In an ideal world, the information above is a bit of logic behind the idea of starting Bane and closing with Melton. However, the news yesterday that Dillon Brooks will be unavailable to start the season is certainly less than ideal. As a result, the Grizzlies best option appears to simply be starting Bane and Melton with Morant, Jackson Jr. and Adams.
In Dillon Brooks, the Grizzlies are arguably losing their most valuable defender and third, sometimes second, scoring option. Though that skill cannot directly be replaced, the best response for Memphis is to simply feature your next best two-way impact player in Melton. Without Brooks, Melton not only becomes your best perimeter defender, he also becomes your third best shooting option behind Jackson Jr. and Bane.
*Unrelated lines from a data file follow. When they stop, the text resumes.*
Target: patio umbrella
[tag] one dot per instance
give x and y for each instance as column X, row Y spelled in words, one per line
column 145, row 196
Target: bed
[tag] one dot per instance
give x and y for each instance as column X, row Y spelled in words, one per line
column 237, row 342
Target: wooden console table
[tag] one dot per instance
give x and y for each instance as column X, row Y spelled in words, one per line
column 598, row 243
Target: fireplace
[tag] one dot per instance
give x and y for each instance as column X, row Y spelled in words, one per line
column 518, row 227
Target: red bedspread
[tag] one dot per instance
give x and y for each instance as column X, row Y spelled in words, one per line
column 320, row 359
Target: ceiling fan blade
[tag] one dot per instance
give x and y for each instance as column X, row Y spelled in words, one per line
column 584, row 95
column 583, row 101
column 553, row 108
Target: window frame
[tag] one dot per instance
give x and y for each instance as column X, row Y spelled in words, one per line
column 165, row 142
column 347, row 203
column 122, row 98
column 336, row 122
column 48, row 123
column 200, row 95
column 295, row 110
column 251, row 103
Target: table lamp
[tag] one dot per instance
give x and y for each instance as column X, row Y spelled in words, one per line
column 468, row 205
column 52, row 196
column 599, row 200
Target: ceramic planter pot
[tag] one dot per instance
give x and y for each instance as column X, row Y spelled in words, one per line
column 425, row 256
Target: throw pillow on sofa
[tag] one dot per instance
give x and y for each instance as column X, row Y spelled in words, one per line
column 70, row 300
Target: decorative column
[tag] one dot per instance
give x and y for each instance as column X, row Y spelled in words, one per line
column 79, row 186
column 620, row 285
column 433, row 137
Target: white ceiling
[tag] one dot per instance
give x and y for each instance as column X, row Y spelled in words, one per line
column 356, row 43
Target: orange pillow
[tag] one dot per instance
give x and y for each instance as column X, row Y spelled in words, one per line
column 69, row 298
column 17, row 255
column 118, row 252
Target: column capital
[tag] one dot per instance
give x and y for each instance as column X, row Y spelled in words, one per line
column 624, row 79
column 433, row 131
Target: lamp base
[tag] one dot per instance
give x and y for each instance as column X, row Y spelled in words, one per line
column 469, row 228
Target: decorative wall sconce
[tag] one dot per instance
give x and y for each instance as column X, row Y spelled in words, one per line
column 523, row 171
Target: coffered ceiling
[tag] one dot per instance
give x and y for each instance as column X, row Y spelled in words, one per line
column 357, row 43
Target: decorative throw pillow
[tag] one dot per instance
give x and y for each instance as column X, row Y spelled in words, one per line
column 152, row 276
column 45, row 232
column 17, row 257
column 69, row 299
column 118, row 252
Regardless of the situation, the need to heavily utilize Melton has never been bigger.
Memphis has already seen good initial results by starting Bane and Melton together this preseason. They are a combined 20-46 from three through four games this preseason. Along with Morant and Jackson Jr., as mentioned above, they have been a significant reason why the Grizzlies have got off to a great start in the three games the starters played in. Beyond their good offensive impact, both Bane and Melton have done well within an effective team defensive concept as well.
Beyond stats and strategy, perhaps the biggest reason why it makes sense to start Bane and Melton together until Brooks returns is because it will allow Memphis to have a better opportunity to truly see how Bane and Melton may succeed or struggle in a true featured role. Last year, when the Grizzlies were dealing with injuries to important talents, Grayson Allen stepped into the role and shined. This time, it could be both Bane and Melton who could do the same. And even if the overall outcome for the Grizzlies may be a struggle, Bane and Melton will either succeed in featured roles or they will struggle and be better prepared to succeed in the future.
Without a doubt, Desmond Bane and De’Anthony Melton are two critical components in the Grizzlies attempt to transition from a rebuilding team to a sustainable winner this season. While both players are clearly apart of the Grizzlies future plans, this season could go a long way in defining their roles in those plans. Last year gave plenty of reason to have confidence in each of their abilities if called upon. This season, that if is certain to change to when called up, and those calls for success are likely to happen early and often this season without Brooks. For the benefit of Bane, Melton, and the Grizzlies, those opportunities may lead to some early season struggles. However, if history repeats itself, those struggles will only make it more likely that Bane and Melton will consistently achieve success in important situations as the season progresses.